Cryptography, ciphers, Public Key Encryption, and the immutability of the Blockchain are all most vulnerable to social engineering—the use of deception to manipulate individuals into divulging confidential or personal information that may be used for fraudulent purposes—and to mutiny—an open rebellion against the proper authorities—that will break the back of cryptocurrencies, cryptotechnologies, and cryptoeconomics much more readily than the probability of a properly maintained and distributed blockchain.

If a ship is immutable and secure, simply replace a noble Captain piloting the Ship with an ignoble Captain with ulterior motives and that Bizarro Captain can simply steer the ship into a shoal rather than figure out how to storm the ship from the sea or air.

The very nature of development, evolution, contribution, and community support make project usurpation extremely probable. Men in our 30s call it “selling out.”  I assume that cypherpunks were leather biker jackets, smoke unfiltered Gitanes, slouchy black berets, skinny blue jeans, and white shirts with horizontal blue stripes. One day, khakis and blue button downs and maybe, sooner than later, a blue blazer, then a bespoke Henry Poole gray suit.

“New blockchain efforts should begin with a community that shares a common interest and purpose. This is the fundamental promise of the blockchain: a shared, immutable record that allows communities to achieve their collective hopes in a peer-to-peer, transparent and efficient way.” —W. Scott Stornetta

While there will always be the Orthodox and the Originalists (in much the same way that we Americans can’t ask the Fathers of the Constitution what they meant by the Second Amendment in the context of 2018, we really can’t ask the Ghost of absentee dad, Satoshi Nakamoto, what his true vision of the next steps of Blockchain are), GNU/Linux and Python and PHP and MySQL—and in many ways, Apple, too—are living documents and all go through iterations, version, revisions, from little updates to extreme evolutions.

“Successful leaders listen to what users are saying and pivot accordingly.” —W. Scott Stornetta

In Still a Blockchain Romantic into 2019 and Beyond part 1 and part 2 I engaged Elly Zhang’s assertion that the Achilles heel, the chink in the armor, of blockchain is that there’s a panacea complex associated with the entire decentralized ledger technology (DLT) and there’s not enough sober realism as to how much of the world blockchain technologies will actually disrupt.

If I were to boil down Elly’s disappointment with actual rather than the potential of Satoshi Nakamoto’s bouncing baby Bitcoin, I wouldn’t say it is in the flaw of decentralization, per se, I would say her frustration is that it’s either too decentralized or not decentralized enough.

What I mean by that is that she asserts that while the technology is designed to be as decentralized and autonomous as possible, it still doesn’t have enough of a savvy mainstream user base—enough of a mass adoption at the full node level—to allow Bitcoin and Ethereum, at the extremely popular, successful, side of the bell curve, to be on enough nodes at any one time to ensure actual (and not theoretical or potential) decentralization (everywhereness)—and this doesn’t include the thousands of altcoins and shitcoins that are almost completely irrelevant and certainly very much extremely low-volume and low-value.

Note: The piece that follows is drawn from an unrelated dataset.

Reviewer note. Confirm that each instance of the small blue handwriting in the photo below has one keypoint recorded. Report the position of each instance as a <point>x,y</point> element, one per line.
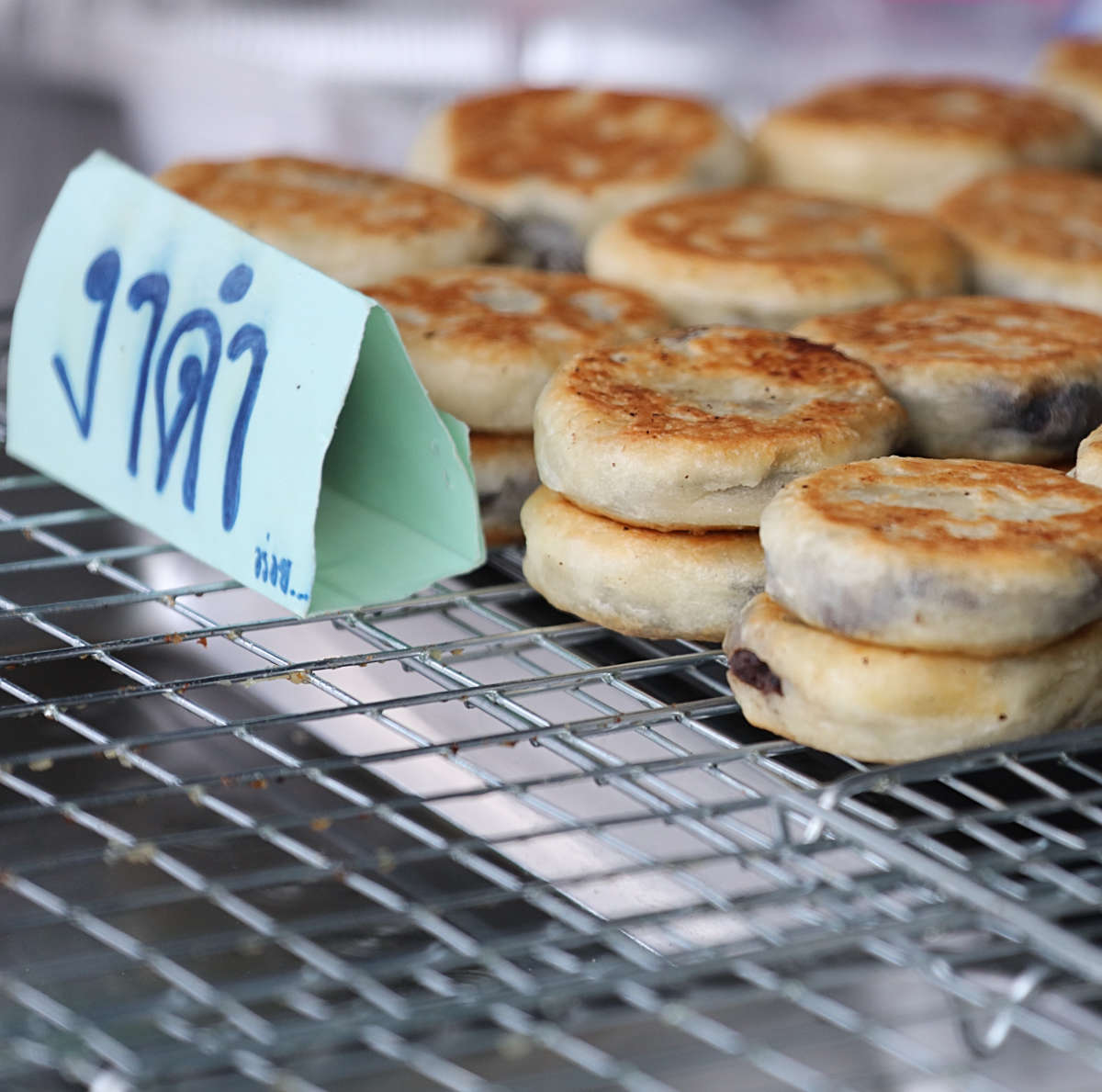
<point>196,380</point>
<point>270,569</point>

“To realize the promise of a fairer, more transparent, peer-to-peer world, we must put community first, focus on solving present-day problems, continue to refine incentives and governance, and respond with flexibility as needs and circumstances change.” —W. Scott Stornetta

If everyone who is buying and selling Bitcoin, for example, are only popping in and out of Coinbase, a centralized exchange, and aren’t taking any responsibility for becoming or hosting a node, then Bitcoin and all the rest surely could lose a lot of their valuable everywhereness (maybe I really should buy myself a Bitseed and be part of the solution instead of the problem) and as a result, become less impressive as a must-have panacea everything to everyone and just, rather, become just an alternate technology next to hundreds of other technologies that already solve the same problems—maybe with less novelty or hype, but perfectly satisfactorily, cheaply, safely, securely, and quickly.